И она подняла на него красные опухшие глаза. Это был тот самый момент, когда проще было объяснить все взглядом. Её усталость и разочарование. Она больше не просила у него помощи и защиты. Просила лишь об одном: чтобы он ушёл. И он все понял.

— Я-яр… Это какой-то бред. Пожалуйста… Давай обсудим все как взрослые люди.

— То есть придём к нужным тебе выводам? Нет.

— Хорошо. Что тебя не устраивает? Конкретно.

Боги… Сколько раз уже случался этот разговор? Она могла бы воспроизвести его в любом состоянии. Так что сейчас нужно было просто поставить ее реплики на репит, а в нужном месте слегка поменять концовку.

— Ты позволяешь себе кричать на меня. Ты не проводишь с нами время. Ты не помогаешь мне по дому. Ты совсем не берёшь на себя Майю. Ничего сверхъестественного: погулять с ней часик, покупать на ночь, уложить спать.

— Но ты же хорошо справляешься…

— Справлялась бы, не орала на собственную дочь.

— Ладно. Мы все решим. Что-нибудь придумаем. Я…

— Нет.

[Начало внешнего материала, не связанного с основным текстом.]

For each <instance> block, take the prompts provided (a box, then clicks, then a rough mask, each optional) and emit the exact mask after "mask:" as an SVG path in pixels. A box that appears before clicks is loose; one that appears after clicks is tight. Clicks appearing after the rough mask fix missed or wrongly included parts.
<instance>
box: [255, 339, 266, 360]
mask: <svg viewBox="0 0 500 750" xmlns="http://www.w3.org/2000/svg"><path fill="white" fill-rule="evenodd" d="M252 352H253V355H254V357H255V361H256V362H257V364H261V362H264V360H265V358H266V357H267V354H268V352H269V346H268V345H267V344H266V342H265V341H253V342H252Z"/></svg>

У нас было много шансов. Хватит.

— Ты моя жена, а она моя дочь, — выдал вдруг Гриша последний свой аргумент.

Яра вскинула бровь. Что за Домострой?

— Ты хочешь оставить Майю без отца?

Ах, вот оно что!

— Да она уже растет без отца! — шепотом воскликнула Яра. — Папа на час! В неделю!

— Что за бред?!

— Это не бред! Это правда! А что я ей скажу, когда она подрастет и спросит, почему папа не приходит к ней на утренники?

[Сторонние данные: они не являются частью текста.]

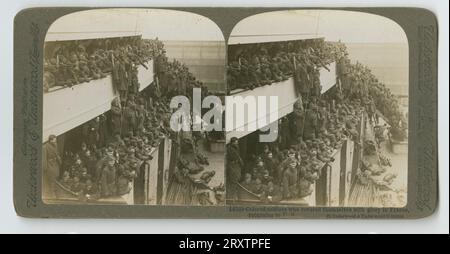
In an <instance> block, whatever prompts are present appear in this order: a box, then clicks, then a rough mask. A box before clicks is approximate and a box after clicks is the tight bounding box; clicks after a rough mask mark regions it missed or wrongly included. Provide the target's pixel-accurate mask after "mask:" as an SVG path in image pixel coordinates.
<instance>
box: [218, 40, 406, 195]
mask: <svg viewBox="0 0 450 254" xmlns="http://www.w3.org/2000/svg"><path fill="white" fill-rule="evenodd" d="M314 42H315V43H316V44H317V45H315V44H314V43H304V42H303V43H298V44H297V47H295V45H296V44H295V43H291V42H285V43H280V45H281V46H278V47H276V49H278V50H281V53H280V52H279V51H277V50H275V51H270V50H269V51H267V48H269V49H273V48H274V47H275V46H272V47H267V46H262V47H259V48H257V49H256V51H257V52H261V50H262V49H263V50H262V51H263V52H264V54H262V55H261V54H260V55H258V56H250V57H248V56H247V57H244V56H245V52H246V49H244V50H242V51H238V52H239V54H243V55H240V64H239V63H238V62H234V63H232V64H231V66H229V74H231V75H232V76H233V77H232V81H233V82H236V83H234V85H235V86H236V84H240V85H244V86H247V85H249V84H250V86H253V85H254V84H258V85H261V84H262V85H265V83H266V82H276V81H281V80H283V79H285V78H286V77H287V76H288V75H292V76H293V77H294V84H295V86H296V91H297V97H298V100H297V102H296V103H295V105H294V111H293V113H292V114H289V115H288V116H286V117H284V118H281V119H280V120H279V128H280V130H279V132H278V133H279V136H278V139H277V141H276V142H274V143H269V144H267V143H266V144H264V145H262V147H263V149H262V151H257V152H256V153H253V154H251V155H250V156H243V155H242V154H241V152H240V147H239V140H238V139H237V138H232V139H231V142H230V144H229V145H228V148H227V182H228V183H229V185H228V186H227V192H228V194H229V197H230V198H231V199H238V198H239V191H240V189H241V188H242V187H243V188H245V189H246V190H247V191H248V192H250V193H253V194H255V195H257V197H258V198H259V199H260V200H261V201H264V202H279V201H281V200H289V199H298V198H304V197H307V196H309V195H310V194H311V193H312V191H313V190H312V186H313V183H314V182H315V181H317V180H318V179H319V178H320V175H321V170H322V168H324V166H325V165H327V164H328V163H329V162H331V161H333V160H334V159H333V155H334V152H335V151H336V150H337V149H339V148H340V146H341V144H342V143H343V142H344V141H345V140H347V139H349V140H352V141H354V142H355V145H356V146H360V145H361V144H360V143H361V139H360V137H361V133H360V125H359V124H360V123H361V120H362V119H363V116H364V117H366V118H367V119H368V121H369V122H370V123H373V124H374V125H376V124H378V121H379V117H380V115H379V112H381V113H382V114H386V118H388V119H392V118H393V117H394V118H396V117H398V118H400V116H402V114H401V111H400V110H399V106H398V102H397V101H396V99H395V98H394V96H393V95H392V94H391V93H390V91H389V89H388V88H386V87H385V86H384V84H382V83H381V82H379V81H378V80H377V79H376V78H375V76H374V75H373V74H372V73H371V72H370V70H369V69H368V68H367V67H365V66H363V65H362V64H360V63H356V64H351V62H350V59H349V58H348V53H347V51H346V47H345V45H344V44H342V43H326V42H323V41H321V40H315V41H314ZM287 49H295V50H297V52H301V53H297V55H295V54H294V55H295V56H296V57H295V58H294V57H292V55H291V56H286V57H285V58H283V57H280V55H281V56H283V54H284V55H285V54H286V51H287V52H292V51H290V50H287ZM253 52H254V51H253ZM267 55H268V56H275V57H272V58H271V59H272V60H273V61H274V62H275V64H276V65H277V66H274V67H273V62H272V63H270V64H269V65H267V66H272V67H273V68H274V69H275V70H276V71H273V70H272V71H271V73H272V78H271V79H267V80H266V77H269V76H265V75H262V76H261V75H260V72H259V71H255V70H256V69H258V68H260V67H261V66H263V64H261V63H265V61H266V60H267V59H270V58H267ZM243 59H245V60H244V61H243ZM247 59H253V60H252V64H250V65H252V66H253V67H250V65H246V66H244V67H243V64H242V63H244V64H246V63H247V62H248V61H247ZM283 59H284V60H283ZM294 59H295V60H294ZM261 60H262V61H261ZM290 60H291V61H290ZM330 62H336V63H337V74H338V80H337V84H336V85H335V86H334V87H333V88H331V89H330V90H328V91H327V92H326V93H323V94H322V91H321V87H320V81H319V77H318V69H319V68H326V65H327V64H328V63H330ZM267 66H266V67H267ZM282 66H284V67H282ZM289 66H290V67H289ZM235 67H236V68H237V69H238V70H240V71H239V72H233V71H235V70H236V69H233V68H235ZM238 67H239V68H238ZM288 67H289V68H288ZM249 68H256V69H253V70H252V71H251V73H252V74H251V75H247V74H248V73H249V72H248V70H249ZM278 69H284V70H286V71H284V72H283V71H282V72H281V73H280V74H279V75H278V74H276V73H278ZM241 71H242V72H241ZM242 73H244V74H242ZM267 73H269V72H267ZM274 73H275V74H276V75H274ZM255 74H256V75H255ZM240 75H243V76H242V77H240ZM245 75H247V76H245ZM276 76H279V77H282V78H281V79H275V78H274V77H276ZM261 77H263V78H262V79H261ZM255 80H257V81H258V82H259V81H260V80H265V81H264V83H258V82H257V83H254V81H255ZM249 81H250V83H248V82H249ZM252 82H253V83H252ZM238 86H239V85H238ZM396 120H399V121H400V122H402V120H400V119H396ZM392 123H395V121H392ZM244 159H245V160H244ZM383 162H384V163H385V164H387V165H388V164H389V162H388V161H386V160H383Z"/></svg>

— Почему это я не приду к ней на утренник?

— Да потому что не придешь! А я знаю, что скажу. Извини, Майюш, но мы же не папина работа, чтобы он обращал на нас внимание. Мы. Всего лишь. Его. Семья.

Гриша побледнел и дернулся, будто его ударило током.

— Я выросла с таким отцом, — продолжила Яра, — я знаю — какого это. Но мама счастлива с ним, и это многое меняет.

— А ты со мной? — выдохнул он.

— А я с тобой нет, — вынесла приговор Яра. — Я одинока в этом браке. Я родила ребенка, чтобы спастись от этого одиночества, чтобы спасти наши отношения. Но стало только хуже. У меня теперь вообще ощущение, что меня посадили на цепь, приковали к дому. Поликлиника, детская площадка и продуктовый в качестве развлечения! Ты обещал, что мы все будем делать вместе. Вместе растить ребенка. Но ты солгал.

На кухне повисла тишина. Они смотрели друг на друга. Она — с вызовом, он — словно попавший в капкан дикий зверь.

— Суд открывается завтра в восемь утра, — сказала Яра и наконец отвела глаза. — При наличии ребёнка развод оформляется там. Повестка тебе придёт.

Гриша стал совсем белый.

— Мы с Майей поживем у родителей, — подытожила Яра. — Думаю, они не станут возражать. Захочешь с ней встречаться, разумеется, я не буду против. Нам надо решить вопрос о разделе имущества. Но из совместно нажитого у нас не так много. Квартира твоя. Почти всю мебель тоже покупал ты и до брака. Только машина. Я бы не стала претендовать на компенсацию, но денег у меня нет, выплаты скоро закончатся. Садик дадут в лучшем случае через полгода. Этот вопрос мы можем обсудить. Я не стану требовать алименты в судебном порядке, здесь решай сам.